Cyber Week in Review: November 1, 2019
Russia Targets African Countries on Facebook with New Disinformation Tactics
Facebook has said that it removed three Russian-backed influence networks on its site that were aimed at African countries, including Mozambique, Cameroon, Sudan, and Libya. According to Facebook, Russia has been testing new disinformation tactics ahead of the 2020 U.S. presidential election, techniques that exceed what the Russians deployed in the 2016 election. In a departure from previous Russian influence operations, the networks spread Arabic-language posts and worked with locals in African countries to set up accounts, making it more difficult for Facebook to flag them as inauthentic. The posts promoted Russian policies, criticized French and American policies in Africa, and spread articles from the state-owned Sputnik news organization.
Cryptocurrencies and Blockchain Technology
WhatsApp Sues NSO Group after 1,400 Users Compromised with Spyware
On October 29, WhatsApp sued Israeli surveillance firm NSO Group, accusing it of helping governments break into the phones of roughly 1,400 users across four continents. The accusations entail a hacking spree whose targets included diplomats, political dissidents, journalists and senior government officials. According to WhatsApp, which is used by 1.5 billion people monthly, the attack exploited its video calling system in order to infect users’ phones with spyware. Despite denying the allegations, NSO acknowledges that its technology allows governments to circumvent the encryption that protects users’ data. Moreover, NSO’s software has been implicated in human rights controversies across Latin America and the Middle East, as well as allegedly in the death of Washington Post journalist Jamal Khashoggi in 2018.

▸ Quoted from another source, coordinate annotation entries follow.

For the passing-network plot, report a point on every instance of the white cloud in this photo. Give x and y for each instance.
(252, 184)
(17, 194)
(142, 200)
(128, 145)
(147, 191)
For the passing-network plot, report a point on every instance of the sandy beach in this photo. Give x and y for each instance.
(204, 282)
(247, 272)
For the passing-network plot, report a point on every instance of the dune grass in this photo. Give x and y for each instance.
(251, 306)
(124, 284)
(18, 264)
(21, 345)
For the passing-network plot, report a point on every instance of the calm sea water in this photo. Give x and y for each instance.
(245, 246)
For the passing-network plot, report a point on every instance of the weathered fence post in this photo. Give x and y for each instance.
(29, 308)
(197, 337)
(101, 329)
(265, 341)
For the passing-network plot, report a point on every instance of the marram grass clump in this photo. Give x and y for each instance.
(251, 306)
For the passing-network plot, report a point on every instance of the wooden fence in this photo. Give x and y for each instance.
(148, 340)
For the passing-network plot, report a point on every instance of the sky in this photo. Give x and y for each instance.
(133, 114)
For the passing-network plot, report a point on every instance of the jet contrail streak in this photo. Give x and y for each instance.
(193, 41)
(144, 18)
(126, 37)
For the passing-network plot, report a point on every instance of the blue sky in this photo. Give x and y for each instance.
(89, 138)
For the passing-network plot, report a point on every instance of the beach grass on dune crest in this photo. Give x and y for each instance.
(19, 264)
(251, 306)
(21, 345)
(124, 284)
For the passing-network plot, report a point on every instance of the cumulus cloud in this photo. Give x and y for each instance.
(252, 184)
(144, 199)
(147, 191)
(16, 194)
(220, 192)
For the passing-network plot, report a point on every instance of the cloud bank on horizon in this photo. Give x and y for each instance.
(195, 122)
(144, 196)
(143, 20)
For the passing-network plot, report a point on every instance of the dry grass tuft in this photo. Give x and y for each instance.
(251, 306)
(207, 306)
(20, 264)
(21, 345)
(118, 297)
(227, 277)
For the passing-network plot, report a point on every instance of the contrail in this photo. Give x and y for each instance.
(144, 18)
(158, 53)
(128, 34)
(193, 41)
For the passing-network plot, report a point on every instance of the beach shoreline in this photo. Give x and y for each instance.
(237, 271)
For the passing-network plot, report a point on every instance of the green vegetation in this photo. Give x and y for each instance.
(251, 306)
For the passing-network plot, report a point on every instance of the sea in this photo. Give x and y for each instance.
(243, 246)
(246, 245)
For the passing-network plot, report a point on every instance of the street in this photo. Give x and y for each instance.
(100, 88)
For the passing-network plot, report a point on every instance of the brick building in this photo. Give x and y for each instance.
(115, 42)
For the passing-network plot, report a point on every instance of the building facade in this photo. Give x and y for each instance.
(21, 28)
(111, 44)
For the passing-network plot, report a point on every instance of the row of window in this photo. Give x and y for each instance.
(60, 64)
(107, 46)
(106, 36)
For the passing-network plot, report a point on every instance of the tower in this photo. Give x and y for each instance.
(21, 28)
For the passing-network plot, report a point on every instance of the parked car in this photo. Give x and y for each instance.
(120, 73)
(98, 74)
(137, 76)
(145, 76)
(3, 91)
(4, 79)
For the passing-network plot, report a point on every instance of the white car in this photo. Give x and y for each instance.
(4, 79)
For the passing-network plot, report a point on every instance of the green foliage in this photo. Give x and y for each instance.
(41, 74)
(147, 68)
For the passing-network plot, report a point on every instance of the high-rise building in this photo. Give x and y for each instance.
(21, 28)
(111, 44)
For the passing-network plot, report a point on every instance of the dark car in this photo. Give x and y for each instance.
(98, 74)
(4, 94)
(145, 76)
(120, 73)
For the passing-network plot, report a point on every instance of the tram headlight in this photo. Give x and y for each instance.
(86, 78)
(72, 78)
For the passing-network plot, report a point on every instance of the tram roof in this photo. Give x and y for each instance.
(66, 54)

China Throws Support behind Blockchain with Digital Yuan on the Horizon
After Chinese President Xi Jinping endorsed blockchain research, calling it an “important breakthrough,” bitcoin shares experienced their largest single-day surge since going public in 2014. President Xi’s stance on blockchain is a remarkable shift from previous policies that have been tough on cryptocurrencies, including China’s 2017 ban on cryptocurrency exchanges, mining, and initial coin offerings, all efforts to tighten controls on risky investments. Moreover, China’s central bank has said that it expects to launch a digital version of the yuan later this year or early in 2020, which will make it the first major global currency to become digitized. Following Xi’s endorsement, articles calling blockchain technology a “scam” were banned in China.

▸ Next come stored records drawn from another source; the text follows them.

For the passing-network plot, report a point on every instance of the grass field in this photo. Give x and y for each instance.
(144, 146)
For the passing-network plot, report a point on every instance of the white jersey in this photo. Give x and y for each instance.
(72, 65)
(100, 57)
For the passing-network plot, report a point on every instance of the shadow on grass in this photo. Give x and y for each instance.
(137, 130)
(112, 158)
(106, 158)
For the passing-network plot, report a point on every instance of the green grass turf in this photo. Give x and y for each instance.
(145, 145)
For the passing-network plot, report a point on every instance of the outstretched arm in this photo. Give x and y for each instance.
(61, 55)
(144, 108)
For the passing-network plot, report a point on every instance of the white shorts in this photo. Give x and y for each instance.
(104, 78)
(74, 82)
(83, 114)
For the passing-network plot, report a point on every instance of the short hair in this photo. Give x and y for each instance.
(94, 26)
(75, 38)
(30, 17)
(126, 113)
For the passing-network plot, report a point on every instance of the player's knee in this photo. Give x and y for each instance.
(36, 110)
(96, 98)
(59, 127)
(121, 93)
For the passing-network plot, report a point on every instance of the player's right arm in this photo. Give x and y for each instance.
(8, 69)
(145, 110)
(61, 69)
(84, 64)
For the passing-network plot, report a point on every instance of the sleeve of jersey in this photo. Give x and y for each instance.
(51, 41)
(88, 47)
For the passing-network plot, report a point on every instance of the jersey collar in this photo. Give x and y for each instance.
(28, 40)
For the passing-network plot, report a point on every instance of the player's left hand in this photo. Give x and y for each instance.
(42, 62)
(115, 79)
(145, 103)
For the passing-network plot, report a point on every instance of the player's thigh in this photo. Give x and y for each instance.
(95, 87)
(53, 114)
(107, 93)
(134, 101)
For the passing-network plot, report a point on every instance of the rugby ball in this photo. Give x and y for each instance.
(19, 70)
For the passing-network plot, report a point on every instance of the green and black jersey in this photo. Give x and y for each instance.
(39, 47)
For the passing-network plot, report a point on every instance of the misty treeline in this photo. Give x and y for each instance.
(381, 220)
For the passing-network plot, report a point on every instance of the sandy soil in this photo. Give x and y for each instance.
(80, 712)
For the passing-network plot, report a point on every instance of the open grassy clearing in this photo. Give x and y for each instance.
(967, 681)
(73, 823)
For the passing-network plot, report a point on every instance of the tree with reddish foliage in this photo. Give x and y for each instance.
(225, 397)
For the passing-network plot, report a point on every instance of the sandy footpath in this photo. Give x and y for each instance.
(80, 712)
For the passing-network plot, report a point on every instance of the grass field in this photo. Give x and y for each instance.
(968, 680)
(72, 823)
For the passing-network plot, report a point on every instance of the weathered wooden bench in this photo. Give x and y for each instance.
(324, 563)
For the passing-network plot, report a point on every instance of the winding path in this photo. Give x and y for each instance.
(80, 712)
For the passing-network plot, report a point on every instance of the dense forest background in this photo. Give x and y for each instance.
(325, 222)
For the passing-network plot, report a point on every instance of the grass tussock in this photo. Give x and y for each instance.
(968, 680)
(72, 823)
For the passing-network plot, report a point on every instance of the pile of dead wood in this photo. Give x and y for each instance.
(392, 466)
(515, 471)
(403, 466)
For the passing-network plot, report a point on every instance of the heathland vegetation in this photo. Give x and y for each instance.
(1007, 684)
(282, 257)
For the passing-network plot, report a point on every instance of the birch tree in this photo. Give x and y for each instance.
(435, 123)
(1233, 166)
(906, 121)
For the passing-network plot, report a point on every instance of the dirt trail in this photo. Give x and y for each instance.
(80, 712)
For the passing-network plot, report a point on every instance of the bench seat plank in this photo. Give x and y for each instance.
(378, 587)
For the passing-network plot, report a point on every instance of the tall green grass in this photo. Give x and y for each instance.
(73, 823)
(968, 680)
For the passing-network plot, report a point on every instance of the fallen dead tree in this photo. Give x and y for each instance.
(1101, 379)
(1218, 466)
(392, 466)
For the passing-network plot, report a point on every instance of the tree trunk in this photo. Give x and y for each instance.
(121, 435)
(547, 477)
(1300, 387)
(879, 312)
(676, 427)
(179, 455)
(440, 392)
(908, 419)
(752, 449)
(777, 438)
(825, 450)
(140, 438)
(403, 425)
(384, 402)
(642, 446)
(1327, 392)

Georgia Hit with Largest Cyberattack since 2008 Russia Breach
Cryptocurrencies and Blockchain Technology
On October 29, a cyberattack struck 2,000 websites in Georgia, including those of the president, courts, several mayors’ offices, and three television channels. Many of the targeted pages were defaced with a photo of the former president Mikheil Saakashvili and the words, “I’ll be back.” Saakashvili fled Georgia in 2013 after being accused of corruption and is wanted on criminal charges. This is not the first time that Georgia has been the target of a coordinated cyber operation—in 2008, Russia laid the groundwork for its invasion of Georgia with a similar wave of cyberattacks. The attacks were not particulary sophisticated, Georgia’s overall level of cybersecurity is low, and the country is reliant on Russian technologies, but the scale of the cyber operations strongly suggests state-sponsorship. Critical national infrastructure did not appear to have been compromised.
India Confirms Cyberattack on Nuclear Power Plant by North Korean Threat Group
The Indian government has confirmed that its newest and largest nuclear facility, the Kudankulam nuclear power plant, was hacked using DTrack, the data extraction malware linked to the North Korean-backed Lazarus Group. India is no stranger to DTrack; in 2016, it was used to steal the financial data of millions of its citizens. Admission of the attack comes a day after the plant issued a denial, dismissing reports as disinformation propagated on social media. While India denies that the malware affected networks involved with the operation of the plant, cybersecurity experts say that sensitive information was compromised. Security officials have known about the hack since September, but news of the hack only surfaced when VirusTotal, a virus scanner site owned by Alphabet, flagged a data dump related to the malware. Critics have pointed to the attack as evidence that even as Prime Minister Narendra Modi pushes his “Digital India” initiative, India has lagged in its cybersecurity capabilities.